Statements about Your Opponent
“The number of pending cases in County Court has more than doubled under the term of my opponent. Hundreds of people are still waiting to have their disputes resolved.”
It depends. If the incumbent judge has been dilatory with the docket or otherwise has not been actively resolving cases and you have support for this statement, then it is ethically permissible. However, if the reason for the doubling of cases is attributable to other factors, then you may find yourself in ethical hot water, as the statement is misleading and inconsistent with the Code of Judicial Conduct. Under Rule 4.1(A)(11), a judicial candidate may not knowingly or with reckless disregard for the truth make any false or misleading campaign statement. This includes not only blatant falsehoods but statements which may be “technically true” but present a misleading image. See Matter of Bybee, 716 N.E.2d 957 (Ind. 1999). For example, although it may be technically true that a candidate has never lost a case, it presents a misleading image for the candidate to make that statement if the candidate has only been an attorney for one year and has never tried a case. When it comes to campaign statements, implications matter.

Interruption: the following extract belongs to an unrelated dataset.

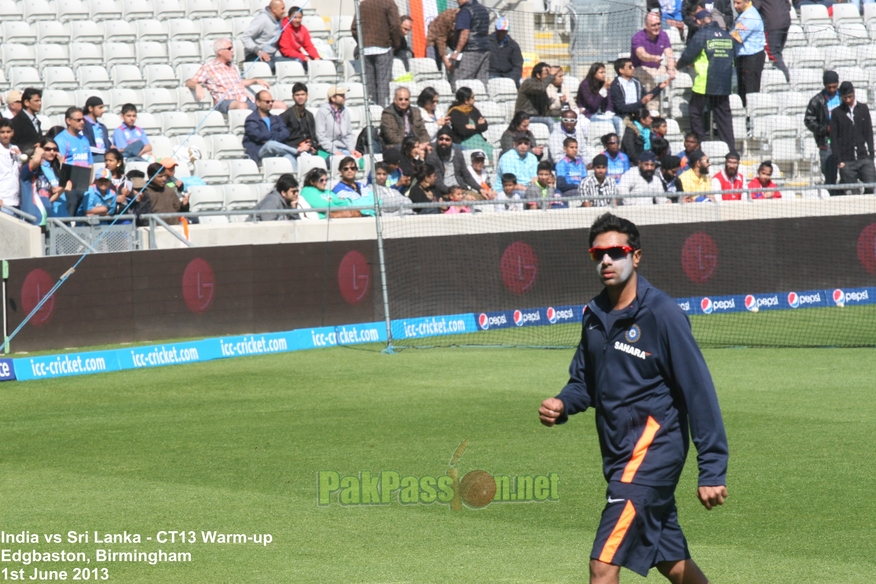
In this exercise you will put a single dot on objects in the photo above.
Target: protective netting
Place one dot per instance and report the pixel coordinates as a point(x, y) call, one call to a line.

“82% of my opponent’s contributors are Criminal Defense Attorneys…What are they trying to buy?”
No. See Inquiry Concerning Baker, Order (Fla. Sup. Ct., Nov. 5, 2009). While it is permissible to point out the source of a candidate’s contributors, the phrase “what are they trying to buy” went over the line, as it suggested that the candidate was inclined to act in a biased fashion when there was no evidence to support this assertion. See also Matter of Davis, Order (May 7, 2013).
Be careful when deciding whether to make disparaging remarks about your opponent in campaign materials because 1) you likely will be asked about the basis for those remarks (possibly in a Commission letter of inquiry arising from a complaint filed by your opponent or his supporters), and 2) technically true statements still can create a misleading impression about your opponent and cast disrepute to the judiciary as a whole. See, e.g. Matter of Gableman, 784 N.W.2d 605 (Wis. 2010).
Should I say that?
I indicated that the most common ethics question I get during campaign season is “can I say that,” but let me suggest that there is a better question for candidates to ask when contemplating proposed campaign speech—“Should I say that?” I believe this is the better question for a candidate to internally ask himself or herself because there are a variety of statements and campaign postures which may have first amendment protection and not violate the Code of Judicial Conduct but which still are unwise. After all, you are running for judge. If integrity, independence and impartiality are the cornerstones of the profession and the overarching goal is to apply the law fairly, timely, and in a manner that promotes public confidence in the judiciary, shouldn’t a campaign for the job be run in the same way?